For now there are only two sample images in the system, which are images from a related manuscript that Scott previously gave me.  Users can create a user accounts via MediaWiki and then if you then go to the ‘Browse items’ page then select one of the images to transcribe you can view the image in a zoomable / panable image viewer, view any existing transcription that’s been made, view the history of changes made and if you press the ‘edit’ link a section will open that allows you to edit the transcription and add your own.
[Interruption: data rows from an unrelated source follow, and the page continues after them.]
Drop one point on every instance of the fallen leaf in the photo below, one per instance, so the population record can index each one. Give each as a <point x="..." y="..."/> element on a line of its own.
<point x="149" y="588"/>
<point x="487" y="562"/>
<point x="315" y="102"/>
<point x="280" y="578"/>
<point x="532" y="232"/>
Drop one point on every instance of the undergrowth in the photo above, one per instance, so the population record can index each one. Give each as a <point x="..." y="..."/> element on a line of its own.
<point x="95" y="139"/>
I’ve added in a bunch of buttons that place tags in the transcription area when they’re clicked on.  They’re TEI tags so eventually (hopefully) we’ll be able to shape the texts into valid TEI XML documents.  All updates made by users are tracked and you can view all previous versions of the transcriptions, so if anyone comes along and messes things up it’s easy to revert to an earlier version.  There’s also an admin interface where you can view the pages and ‘protect’ them, which prevents future edits being made by anyone other than admin users.

There’s still a lot to be done with this.  For example, at the moment it’s possible to add any tags and HTML to the transcription, which we want to prevent for security reasons as much as anything else.  The ‘wiki’ that sits behind the transcription interface (which you see when creating an account) is also open for users to edit and mess up so that needs to be locked down too.  I also want to update the item lists so that it displays which items have not be transcribed, which have been started and which have been ‘protected’, to make it easier for users to find something to work on.    I need to get the actual images that we’ll use in the tool before I do much more with this, I reckon.